PJ: I think it is a very hard problem. I think that in theory you could sit down and build a very specially crafted solution for that particular kind of inference. It’s very hard to see how you do that in a way that would be scalable or would apply to similar kinds of reasoning problems. With the right amount of duct tape  you can solve all of these narrow problems. You can always come up with some sort of algorithm or device or whatever, but to come up with a more general solution that you could apply to different kinds of situations, even just within a case, is much more difficult. For example, when we worked on Litigation Monitor, we wrote a program that went through the front matter in a case and figured out who the plaintiffs were, who the defendant’s were, what attorney and law firms were represented, whom they were representing, and what was the case was about. But that was a very specially crafted piece of code. There’s nothing in that code that would help you solve an analogous inference problem either with a different kind of document with a different kind of format or some other kind of reasoning problem like the one you described about bankruptcy.

Since then, I’ve been thinking more about the problem of organizing and searching the legal web (a topic of my upcoming Slaw.ca piece), and the difficulties we face as editors (curators).  In particular, how do we make specifically relevant information generated by legal professionals findable? Particularly when you realize that Google only gets you so far.

I actually owe this post to Mike Cane, who reminded me that dumb information can be turned into smart information in his post last year titled, “Dumb eBooks Must Die, Smart eBooks Must Live.” It was after reading that post I realized the difficulties in making dumb information “smart.”  As far as the legal web is concerned, most blog posts, white papers, firm synopses, etc. are “dumb” information. And Jackson’s response to my question merely solidified Cane’s observations. Namely, the inference problem is really one of hidden data, which can only be revealed by human editors at this point.

Let’s take a look at a random passage from a recent opinion of the U.S. Supreme Court, City of Ontario v. Quan.

And it is worth noting that during his internal affairs investigation, McMahon redacted all messages Quon sent while off duty, a measure which reduced the intrusiveness of any further review of the transcripts.

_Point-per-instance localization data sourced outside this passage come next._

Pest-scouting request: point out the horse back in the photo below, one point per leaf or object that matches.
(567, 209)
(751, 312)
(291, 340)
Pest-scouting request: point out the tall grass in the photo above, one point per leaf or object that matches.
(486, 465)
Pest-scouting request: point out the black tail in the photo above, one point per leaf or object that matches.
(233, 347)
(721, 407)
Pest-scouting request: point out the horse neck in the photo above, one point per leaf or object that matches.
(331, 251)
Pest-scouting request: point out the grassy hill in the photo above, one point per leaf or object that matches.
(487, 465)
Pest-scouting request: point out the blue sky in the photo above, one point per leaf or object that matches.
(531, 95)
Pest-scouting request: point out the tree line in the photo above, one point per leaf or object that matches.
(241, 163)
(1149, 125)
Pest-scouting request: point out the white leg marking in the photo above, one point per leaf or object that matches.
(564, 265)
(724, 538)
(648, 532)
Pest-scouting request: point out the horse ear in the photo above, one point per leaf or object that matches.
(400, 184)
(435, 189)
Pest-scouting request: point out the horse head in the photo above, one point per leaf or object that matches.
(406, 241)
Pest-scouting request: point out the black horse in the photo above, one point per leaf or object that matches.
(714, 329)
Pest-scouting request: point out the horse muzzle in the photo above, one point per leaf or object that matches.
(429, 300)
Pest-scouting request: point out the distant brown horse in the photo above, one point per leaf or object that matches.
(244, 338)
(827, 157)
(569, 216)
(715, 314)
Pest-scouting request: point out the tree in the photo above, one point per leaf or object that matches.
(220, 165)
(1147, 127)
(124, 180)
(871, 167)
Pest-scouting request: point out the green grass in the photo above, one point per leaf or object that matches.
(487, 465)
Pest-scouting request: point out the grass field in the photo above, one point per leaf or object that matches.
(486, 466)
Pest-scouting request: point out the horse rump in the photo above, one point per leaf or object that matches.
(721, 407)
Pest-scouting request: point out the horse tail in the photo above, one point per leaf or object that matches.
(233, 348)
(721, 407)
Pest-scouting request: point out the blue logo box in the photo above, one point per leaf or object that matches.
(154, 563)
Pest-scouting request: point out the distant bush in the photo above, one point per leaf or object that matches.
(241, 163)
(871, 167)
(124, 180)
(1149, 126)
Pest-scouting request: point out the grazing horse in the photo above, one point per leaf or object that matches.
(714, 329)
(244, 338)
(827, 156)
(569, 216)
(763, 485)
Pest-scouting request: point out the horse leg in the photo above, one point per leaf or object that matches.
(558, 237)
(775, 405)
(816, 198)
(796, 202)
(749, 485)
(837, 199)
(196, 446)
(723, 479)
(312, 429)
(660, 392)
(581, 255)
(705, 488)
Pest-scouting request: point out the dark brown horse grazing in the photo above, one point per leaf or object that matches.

Some of the “smart” information associated with this single passage could include the following:

<citation-parties-01=City of Ontario>
<citation-parties-02=Jeff Quon>
<citation-court=United State Supreme Court>
<citation-date-month=June>
<citation-date-day=17>
<citation-date-year=2010>
<citation-judge-majority=Kennedy>
<citation-judge-concurring=Stevens>
<citation-judge-concurring-in part=Scalia>
<citation-district court-state=California>
<citation-district court-district=Central>
<citation-district court-judge=Stephen G. Larson>
<citation-court of appeals-district=Ninth>
<factual-police=internal affairs>
<factual-police=Ontario Police Department>
<factual-police=OPD>
<factual-police=Special Weapons and Tactics Team>
<factual-police=SWAT>
<factual-person-01=Patrick McMahon>
<factual-person-02=Jeff Quon>
<factual-person-sex=male>
<factual-person-identity=man>
<factual-person-role=seargent>
<factual-person-occupation-01=seargent>
<factual-person-occupation-02=police officer>
<factual-person-label-01=respondent>
<factual-person-label-02=witnesses>
<factual-location-galaxy=Milky Way>
<factual-location-planet=Earth>
<factual-location-country=United States>
<factual-location-city=Ontario>
<factual-company=Arch Wireless Operating Company>
<factual-location-year=2001>
<factual-location-year=2002>
<action-01=deleted>
<action-02=redacted>
<action-03=review>
<action-04=pager issued>
<action-effect=reduced>
<action-effect=lessened>
<action-effect=not intrusive>
<technology-01=pager>
<technology-02=beeper>
<technology-03=backup communications system>
<technology=short message service>
<technology=electronic mail>
<technology=SMS>
<technology=numeric message>
<technology=text message>
<communication=short message service>
<communication=SMS>
<communication=electronic mail>
<communication=numeric message>
<communication=alphanumeric message>
<communication=text message>
<communication-nature-01=sexual>
<communication-nature-02=explicit>
<communication-nature-03=private>
<communication-nature-04=off-duty>
<factual-documents=transcript>
<factual-documents=internal affairs>
<factual-documents=personnel records>
<government-action-police=internal affairs>
<government-action-police=review>
<government-action-police=transcripts>
<government-action-police=investigation>

When did you stop reading? The first five lines or so? If so, I encourage you to go back and read the rest and then think about what other implied data is missing. Cane describes this as “exploded data,” that is, hidden text that makes a dumb sentence into a smart one. But, as you soon realize, it is a human who is the bomb maker. It is a person who is making most of these connections, not an algorithm.

In talking about eBooks, Cane makes a very astute observation:

An eBook becomes a local terminal connected to a growing and living cloud of associated information, with meanings and implications no publisher or writer can currently imagine.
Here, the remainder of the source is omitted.